MÉMOIRE : NOUS RENDONS HOMMAGE AUX VICTIMES DE L’ATTENTAT DU MUSÉE DU BARDO DU 18 MARS 2015

Le 18 mars 2015, le musée national du Bardo a été frappé par une attaque terroriste. Cet attentat a causé la mort de vingt-quatre personnes dont quatre français. Quarante-cinq personnes, dont six français, ont également été blessées. L’attaque débute aux alentours de 12h10, deux assaillants, entrent dans le musée et tirent sur les bus de tourisme puis pourchassent les touristes à l’intérieur des galeries du musée. Deux heures plus tard, les unités d’élite de la police tunisienne interviennent et lancent l’assaut final. Les deux terroristes sont abattus et le reste des otages sont évacués.

Dès le lendemain de l’attentat, le chef du gouvernement tunisien, Habib Essid, a identifié les deux assaillants de nationalité tunisienne comme étant Yassine Labidi et Jabeur Khachnaoui. Les investigations ont révélé que la cellule terroriste responsable de l’attaque se composait de seize individus, dont deux revenaient de Syrie. L’enquête révèle un troisième suspect du nom de Maher Gaîdiest resté en fuite. L’enquête a aussi établi que l’opération avait été pilotée depuis Raqqa, en Syrie, par Boubaker El Hakim.

L’organisation État islamique a officiellement revendiqué l’attentat le 19 mars 2015, précisant que la cible visée était spécifiquement le musée Bardo et ses visiteurs.
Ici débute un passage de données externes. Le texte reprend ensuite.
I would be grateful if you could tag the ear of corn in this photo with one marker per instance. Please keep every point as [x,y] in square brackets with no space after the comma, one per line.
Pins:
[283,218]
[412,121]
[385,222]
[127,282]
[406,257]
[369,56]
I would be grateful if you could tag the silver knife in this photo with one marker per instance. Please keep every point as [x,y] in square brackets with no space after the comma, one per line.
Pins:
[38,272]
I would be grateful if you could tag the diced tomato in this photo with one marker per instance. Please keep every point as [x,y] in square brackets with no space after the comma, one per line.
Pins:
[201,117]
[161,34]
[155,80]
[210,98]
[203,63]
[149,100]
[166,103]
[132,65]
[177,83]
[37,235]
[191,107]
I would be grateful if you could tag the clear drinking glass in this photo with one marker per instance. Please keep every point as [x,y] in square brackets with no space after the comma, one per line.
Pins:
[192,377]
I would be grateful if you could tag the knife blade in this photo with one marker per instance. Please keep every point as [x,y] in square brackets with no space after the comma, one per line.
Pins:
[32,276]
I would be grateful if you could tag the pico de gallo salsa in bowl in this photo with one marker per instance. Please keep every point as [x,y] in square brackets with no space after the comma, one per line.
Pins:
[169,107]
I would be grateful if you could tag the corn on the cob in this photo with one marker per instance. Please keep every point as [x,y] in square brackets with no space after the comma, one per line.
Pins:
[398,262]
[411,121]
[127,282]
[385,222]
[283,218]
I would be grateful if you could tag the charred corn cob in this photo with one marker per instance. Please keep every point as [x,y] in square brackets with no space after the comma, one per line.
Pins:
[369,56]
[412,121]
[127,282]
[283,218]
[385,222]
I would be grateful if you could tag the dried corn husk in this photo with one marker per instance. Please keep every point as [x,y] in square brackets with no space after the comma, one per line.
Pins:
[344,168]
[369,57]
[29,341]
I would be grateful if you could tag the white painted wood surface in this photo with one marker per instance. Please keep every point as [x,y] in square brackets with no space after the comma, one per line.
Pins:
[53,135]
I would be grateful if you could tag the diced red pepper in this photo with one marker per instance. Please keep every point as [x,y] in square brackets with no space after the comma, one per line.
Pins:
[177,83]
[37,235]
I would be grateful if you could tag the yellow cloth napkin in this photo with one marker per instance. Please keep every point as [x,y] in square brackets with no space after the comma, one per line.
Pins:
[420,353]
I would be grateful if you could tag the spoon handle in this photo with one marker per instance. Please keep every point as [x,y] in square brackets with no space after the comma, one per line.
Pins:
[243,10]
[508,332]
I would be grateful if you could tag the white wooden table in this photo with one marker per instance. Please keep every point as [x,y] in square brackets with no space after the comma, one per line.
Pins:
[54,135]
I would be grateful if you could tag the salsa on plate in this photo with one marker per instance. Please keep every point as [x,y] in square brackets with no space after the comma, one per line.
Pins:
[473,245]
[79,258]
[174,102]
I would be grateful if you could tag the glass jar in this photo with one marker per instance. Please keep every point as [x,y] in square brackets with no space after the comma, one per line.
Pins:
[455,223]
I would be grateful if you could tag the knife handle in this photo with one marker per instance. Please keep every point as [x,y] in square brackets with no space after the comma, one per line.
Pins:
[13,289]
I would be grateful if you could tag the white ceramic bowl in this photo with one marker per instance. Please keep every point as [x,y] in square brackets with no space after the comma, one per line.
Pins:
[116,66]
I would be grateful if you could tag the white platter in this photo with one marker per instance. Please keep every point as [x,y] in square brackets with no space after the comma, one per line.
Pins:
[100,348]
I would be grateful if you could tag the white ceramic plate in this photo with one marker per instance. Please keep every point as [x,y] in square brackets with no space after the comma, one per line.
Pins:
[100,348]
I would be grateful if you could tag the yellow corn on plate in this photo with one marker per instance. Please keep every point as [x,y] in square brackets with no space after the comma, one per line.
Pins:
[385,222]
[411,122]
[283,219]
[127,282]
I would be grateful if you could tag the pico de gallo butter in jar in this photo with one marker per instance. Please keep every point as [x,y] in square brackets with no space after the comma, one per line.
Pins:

Une opération militaire a été menée le 19 février 2016 par les États-Unis contre un champ de l’État islamique en Tunisie. Cette opération a fait plusieurs morts dont Noureddine Chouchane, un Tunisien suspecté d’avoir participé à la planification de l’attentat.

Le 6 novembre 2018, le procès s’ouvrait au tribunal de première instance de Tunis. Au total, cinquante et une personnes se trouvaient sur le banc des accusés, soit vingt-quatre pour l’attentat du musée du Bardo et vingt-sept pour celui de Sousse pour répondre de leur implication dans les deux attentats. Certains avocats se sont déplacés physiquement pour assister aux débats. Mais les familles des victimes françaises ont pu suivre les audiences en direct depuis une salle de la Cour d’appel de Paris où le procès était retransmis en visioconférence.

Le délibéré rendu le 8 février 2019 a abouti à plusieurs décisions. Concernant l’affaire du musée Bardo, trois personnes ont été condamnés à la prison à perpétuité pour leur implication dans l’attentat. Dix personnes ont été acquittés faute de preuves matérielles les liant à l’affaire. Le reste des personnes, soit onze personnes ont écopé des peines d’emprisonnement allant d’un an à seize ans . Plusieurs figures clés comme Chamseddine Sandi, considéré comme le principal organisateur des attaques, n’ont pas été jugées. Chamseddine Sandi était en effet présumé mort dans l’opération militaire menée par les Etats-Unis en Tunisie.

Le parquet a relevé appel de ces décisions, les jugeant trop légères. Les accusés étaient rejugés sur l’affaire. Par un arrêt du 19 juin 2020, la Cour d’assises d’appel de Tunis a acquitté dix personnes, condamné à perpétuité deux personnes et condamné douze personnes à des peines compris entre deux et douze ans d’emprisonnement.

La FENVAC représenté par Me Gérard CHEMLA s’est constitué partie civile pour accompagner et soutenir les victimes pendant toute la procédure. Par ailleurs, elle a accompagné les victimes vers la création de leur association « Association de défense et de mémoire des victimes de l’attentat du musée du Bardo (A.V.M.B.) ».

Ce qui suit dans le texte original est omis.